それはこうして支援した人の2割〜3割が突然消えてしまうということだ。この2割〜3割という比率は、元ホームレス状態の生活保護受給者を受け入れたところでは判で押したように同じ比率なので、決して支援者側に原因があるわけでは無い。
携帯で呼び出しても出ない。着信拒否にしている。部屋を覗くと鍵を置いて「もぬけの殻」という現象が必ず2割〜3割の確率で起こるのだ。
折角安定した住居が確保され、生活保護も受けることができたのにどうして突然消えるのか、不思議で仕方が無かった。
最近、消えた人物にお金を貸していた人からの依頼で返還請求を行う為に戸籍附票を取り寄せた。ここにはいままでの住所の変遷が全て書かれている。それを見ると、45歳にしてこれまで住所は12回も変わっており、現在はどうもどこかの派遣会社の借り上げたアパートに住んでいるようだ。私が代理人なので、区役所に申請後の進捗状態を問い合わせると、本人の申出により「業務委任契約は不当に締結されたもので無効」との本人からの申出があったので「個人情報は開示できない」という返答だった。
想像するに、彼は保護申請後もスマホで仕事と住居が提供される派遣会社を探していたのだろう。そして「幸運」にも直ぐに見つかったので、そちらに向かったのだろう。しかし、私や家主さんの世話になりながら出て行くのも「ばつが悪い」。借りたお金を返すこともできない。契約では2年以内の解約は2か月分の家賃を違約金として払うことになっているが、払える訳がない。「最適」な選択が「黙って突然消える」ことだったのだろう。「業務委任契約は不当に締結されたもので無効」という本人の申し出も後を追われない為に考えたのだろう。
現代の奴隷工場「負のループ」くり返す
しかしその派遣会社を辞めることになる日も遠くないだろう。実は「派遣切りになった」「雇い止めになった」という人よりも、派遣労働に耐えられなくなって自分から辞めて来たという人の方が多いのだ。これを「我慢の出来ないダメな奴」と決めつけることは出来ない。聞くと、労働者を人間では無く、「いつでも交換可能な機械の部品」としか見ない派遣労働の現場の人権侵害、パワハラ等々の実態は「奴隷工場」そのものだ。こういう環境に晒されている非正規労働者が、国の統計でも派遣社員136万人、契約社員294万人など2千万人もいるのだ。最近ではこうした統計には出てこない「請負労働者」も多い。

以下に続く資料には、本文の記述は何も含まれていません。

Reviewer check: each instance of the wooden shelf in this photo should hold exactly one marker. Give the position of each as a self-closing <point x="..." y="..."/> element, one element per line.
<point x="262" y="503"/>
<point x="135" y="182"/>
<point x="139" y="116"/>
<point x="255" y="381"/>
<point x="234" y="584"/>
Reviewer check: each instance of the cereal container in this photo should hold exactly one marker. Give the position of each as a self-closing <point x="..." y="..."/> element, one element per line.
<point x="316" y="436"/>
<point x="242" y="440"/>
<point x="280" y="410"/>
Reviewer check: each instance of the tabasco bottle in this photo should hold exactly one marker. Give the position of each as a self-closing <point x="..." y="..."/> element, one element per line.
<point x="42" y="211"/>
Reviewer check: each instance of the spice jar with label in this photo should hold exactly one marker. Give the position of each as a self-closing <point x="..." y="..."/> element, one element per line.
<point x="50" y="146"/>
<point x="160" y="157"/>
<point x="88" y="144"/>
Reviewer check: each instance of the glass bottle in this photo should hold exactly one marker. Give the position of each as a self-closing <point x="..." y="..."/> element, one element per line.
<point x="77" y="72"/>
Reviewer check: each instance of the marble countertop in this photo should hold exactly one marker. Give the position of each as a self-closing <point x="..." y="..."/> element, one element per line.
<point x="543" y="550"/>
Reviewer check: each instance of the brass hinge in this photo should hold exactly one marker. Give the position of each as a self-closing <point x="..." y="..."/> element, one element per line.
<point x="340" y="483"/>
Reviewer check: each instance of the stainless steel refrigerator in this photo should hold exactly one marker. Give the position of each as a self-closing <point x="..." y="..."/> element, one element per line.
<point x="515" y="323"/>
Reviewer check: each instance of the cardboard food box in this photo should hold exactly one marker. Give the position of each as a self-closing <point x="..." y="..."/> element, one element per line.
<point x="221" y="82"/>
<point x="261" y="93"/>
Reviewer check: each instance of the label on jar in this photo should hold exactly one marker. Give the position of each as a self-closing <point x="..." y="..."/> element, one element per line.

相談者の中には、派遣⇒解雇・退職⇒ネット喫茶⇒生活保護⇒派遣という「負のループ」を延々と繰り返して来たものも多い。
「福祉はコスト」から「福祉は投資」へ
これは国や自治体の対応にも大きな問題がある。稼働年齢の受給者に対する求職活動の指導では、手っ取り早く一日も早く「自立」することを強制する。彼らが正社員として働く機会はほとんど無く、就労を焦ると又々派遣、日雇いで働くということになる。そして又「負のループ」に陥ることになるのだ。生活保護を良い機会にして、しっかりと教育を行い、技能を身につけ、資格を取得し、一生働くことのできる仕事と誇りのもてる人生、本当の「自立」を援助することが、本人の幸せの為であり、結果として社会全体の利益になるのではないだろうか。「福祉」を「社会のコスト」と考え、いかに「節約」するかというやり方を「福祉は将来への最高の投資」という考えに大きく転換することが必要だ。
岡行政書士事務所でも、生活保護「受給まで」だけでは無く、「受給後」の支援にも力を入れて行きたいと考えている。